In authentic military tradition, the project has a funky acronym: iFAB. The Instant Foundry Adaptive through Bits partnership between TechShop, DARPA, and the Department of Veteran Affairs is intended to “create a foundry to rapidly design and reconfigure manufacturing capabilities to support the fabrication of a wide array of military vehicles.”

In other words, DARPA wants to create insta-factories for weapons systems and military vehicles.
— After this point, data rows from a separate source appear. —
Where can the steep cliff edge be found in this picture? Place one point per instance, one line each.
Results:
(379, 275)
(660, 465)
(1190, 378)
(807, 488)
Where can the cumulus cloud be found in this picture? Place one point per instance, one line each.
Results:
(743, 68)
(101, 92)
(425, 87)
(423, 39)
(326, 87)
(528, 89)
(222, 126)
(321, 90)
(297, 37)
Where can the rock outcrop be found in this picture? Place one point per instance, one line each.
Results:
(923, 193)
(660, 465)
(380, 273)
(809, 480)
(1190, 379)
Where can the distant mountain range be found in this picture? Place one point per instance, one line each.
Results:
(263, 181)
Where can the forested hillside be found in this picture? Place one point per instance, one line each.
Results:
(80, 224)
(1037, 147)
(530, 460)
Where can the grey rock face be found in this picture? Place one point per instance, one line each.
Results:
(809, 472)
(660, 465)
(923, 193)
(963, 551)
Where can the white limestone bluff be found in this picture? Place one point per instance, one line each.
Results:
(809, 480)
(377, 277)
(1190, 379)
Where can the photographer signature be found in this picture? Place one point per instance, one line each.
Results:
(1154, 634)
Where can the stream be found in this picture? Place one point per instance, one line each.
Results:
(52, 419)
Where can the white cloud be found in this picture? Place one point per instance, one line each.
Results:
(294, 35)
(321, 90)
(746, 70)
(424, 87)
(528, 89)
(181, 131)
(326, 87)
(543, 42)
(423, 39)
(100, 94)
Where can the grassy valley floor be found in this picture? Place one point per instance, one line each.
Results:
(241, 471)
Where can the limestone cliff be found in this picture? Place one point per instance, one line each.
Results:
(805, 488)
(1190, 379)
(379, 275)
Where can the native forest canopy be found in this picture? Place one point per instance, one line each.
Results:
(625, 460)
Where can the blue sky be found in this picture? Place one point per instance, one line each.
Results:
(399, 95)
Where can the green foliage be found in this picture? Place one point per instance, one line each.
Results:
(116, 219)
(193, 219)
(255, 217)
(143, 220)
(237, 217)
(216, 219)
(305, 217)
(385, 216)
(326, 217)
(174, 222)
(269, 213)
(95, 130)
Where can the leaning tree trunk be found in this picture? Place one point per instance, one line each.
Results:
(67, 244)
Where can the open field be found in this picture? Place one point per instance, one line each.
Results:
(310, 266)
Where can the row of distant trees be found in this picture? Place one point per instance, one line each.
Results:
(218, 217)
Think a pop-up shop that follows the military through a battle zone: instead of new equipment manufacturing, repairs, and upgrades taking place thousands of miles away, military hardware could be built and serviced near the war zone and returned to battle within days.

“Supporting initiatives that expand the number and diversity of talent contributing to the nation’s defense is critical to DARPA’s efforts in advanced manufacturing,” DARPA director Kaigham Gabriel said in a statement. “The resources made available through this effort enables more people to ‘make,’—the DNA of creativity and innovation.”

According to BusinessWeek, the funding will enable TechShop to open two new locations in Washington, DC, and Pittsburgh, joining locations already in Menlo Park, Raleigh, San Francisco, San Jose, and Detroit.

The Veteran Affairs also gains from the partnership. TechShop announced that, as part of the partnership, 2000 one-year memberships which typically cost over $1000 each, will be made available to veterans. Jonah Czerwinski, director of the VA’s Center for Innovation, said that iFAB supports the VA’s goal of “finding new ways of providing veterans with resources that help them serve an important role in America’s economy.”